Sweet Pongal Recipe / Chakrapongali Recipe / Temple style chakrapongali recipe | చక్కెర పొంగలి | బెల్లం పోంగాలి


Sweet pongal or Chakrapongali is a Famous & Traditional south Indian Recipe. This is so simple and easy to prepare with minimal ingredients and with in less time.
We can make this recipe during festivals or any auspicious occasions and especially during pongal festival, this recipe is made with newly harvest rice and it is cooked with moong dal, coconut, jaggery, sugar, edible camphor, ghee & nuts and is offered to god.

Author: Naga Harisha
Recipe Type: Dessert | Sweet | Snack (Naivedyam | Prasadam)
Cuisine: South Indian
Serves: 3 to 4

Ingredients for chakrapongali or sweet pongal:

Rice - 1Cup
Moong Dal - 1/4 Cup (Pesara Pappu)
Jaggery - 1 Cup (Shredded)
Sugar - 1/2 Cup (Adjust to your taste)
Coconut - 1/2 Cup (pieces or sliced)
Edible Camphor -  Small Pinch (Pacha Karpooram)
Cardamom Powder - 1 Tbsp
Cashews - 6 (Sliced or broken)
Raisins - 6
Almonds - 6 (Sliced or broken)
Ghee - 6 to 7 Tbsps
water - 3 Cups

Process for chakrapongali or sweet pongal:

  • Wash Rice and moong dal well in water for twice and soak both with enough water (3 Cups) in one bowl for at least half an hour.
  • Cook till it is soft either in a pressure cooker for 2 whistles or in a pot.
  • In a small pan, melt the jaggery by adding 1/4 cup of water on a low flame and strain it by using strainer. set aside (By straining the jaggery, If any impurities remain in jaggery we can filter it).
  • In a wide open pan, add 2 to 3 tbsps ghee.
  • Once the ghee is nice and hot add cooked rice & moong dal and mash it little bit.
  • Add jaggery syrup, sugar, cardamom powder to the cooked rice and mix it well, cook until jaggery and sugar blends well with the rice. it will take around 1 to 2 minutes.
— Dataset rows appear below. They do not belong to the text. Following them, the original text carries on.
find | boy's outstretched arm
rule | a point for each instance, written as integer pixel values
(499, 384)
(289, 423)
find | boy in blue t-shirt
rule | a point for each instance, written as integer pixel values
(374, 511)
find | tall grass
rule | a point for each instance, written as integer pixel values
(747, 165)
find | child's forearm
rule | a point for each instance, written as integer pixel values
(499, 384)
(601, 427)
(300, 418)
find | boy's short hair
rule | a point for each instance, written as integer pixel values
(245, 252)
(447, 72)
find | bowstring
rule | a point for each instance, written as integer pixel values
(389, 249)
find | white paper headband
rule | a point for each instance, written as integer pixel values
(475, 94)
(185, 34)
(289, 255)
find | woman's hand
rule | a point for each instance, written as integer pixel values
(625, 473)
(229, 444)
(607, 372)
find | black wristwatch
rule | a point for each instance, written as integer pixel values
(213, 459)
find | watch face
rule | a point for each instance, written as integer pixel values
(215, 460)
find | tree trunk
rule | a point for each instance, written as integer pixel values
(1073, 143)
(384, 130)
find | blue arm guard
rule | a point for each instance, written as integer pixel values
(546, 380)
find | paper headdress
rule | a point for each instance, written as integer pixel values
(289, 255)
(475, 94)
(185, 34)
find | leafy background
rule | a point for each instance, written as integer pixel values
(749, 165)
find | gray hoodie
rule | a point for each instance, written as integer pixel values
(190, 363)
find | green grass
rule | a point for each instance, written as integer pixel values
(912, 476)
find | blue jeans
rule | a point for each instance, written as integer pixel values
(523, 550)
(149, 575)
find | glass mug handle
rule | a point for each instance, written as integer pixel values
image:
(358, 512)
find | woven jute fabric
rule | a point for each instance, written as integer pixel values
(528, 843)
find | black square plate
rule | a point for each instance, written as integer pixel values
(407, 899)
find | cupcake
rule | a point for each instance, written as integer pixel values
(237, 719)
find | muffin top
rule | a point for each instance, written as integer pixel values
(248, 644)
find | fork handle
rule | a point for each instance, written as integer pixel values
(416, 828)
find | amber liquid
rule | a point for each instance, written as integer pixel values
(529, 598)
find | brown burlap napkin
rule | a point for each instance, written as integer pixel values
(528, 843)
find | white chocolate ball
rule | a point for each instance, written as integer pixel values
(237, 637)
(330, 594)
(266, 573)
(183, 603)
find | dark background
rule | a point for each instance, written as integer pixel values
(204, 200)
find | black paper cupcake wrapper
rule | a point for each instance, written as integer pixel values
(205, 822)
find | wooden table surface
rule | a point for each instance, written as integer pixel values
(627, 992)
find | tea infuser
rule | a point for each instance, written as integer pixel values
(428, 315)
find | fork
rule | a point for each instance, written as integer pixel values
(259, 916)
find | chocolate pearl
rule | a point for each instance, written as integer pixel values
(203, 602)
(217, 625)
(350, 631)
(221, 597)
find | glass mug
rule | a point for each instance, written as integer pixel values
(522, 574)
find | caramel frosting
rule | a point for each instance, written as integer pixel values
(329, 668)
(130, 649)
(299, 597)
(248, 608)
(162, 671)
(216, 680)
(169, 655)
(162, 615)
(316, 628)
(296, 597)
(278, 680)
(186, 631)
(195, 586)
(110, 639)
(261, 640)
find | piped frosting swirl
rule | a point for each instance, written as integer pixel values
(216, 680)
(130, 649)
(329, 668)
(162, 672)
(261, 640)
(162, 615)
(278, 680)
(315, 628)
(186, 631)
Once done set aside.
  • To the other pan, add 3 tbsps ghee, Once the ghee is nice and hot, add cashews, almonds, raisins, coconut pieces and saute until light golden colour. Turn off the flame, add edible camphor and mix it well.
  • By adding camphor, you will remind divine aroma like tirupati prasadam
  • Transfer the fried ingredients to the rice mixture and mix it well.
  • Serve it hot or warm.

Note:

  • water measurement may varies with different type of rice you use.
  • There are two types of camphor, one (camphor) we use for pooja harathi and the other edible camphor we use for sweet dishes. So before using the edible camphor, better to check it once.
  • Edible camphor is the main ingredient for this dish and do not add too much of edible camphor, can leave bitterness to the pongal.
  • Before adding jaggery make sure the rice is cooked well. if not so rice tends to harden.
  • Serve it hot or warm, if it cools down make it warm and have it you will remind a divine aroma.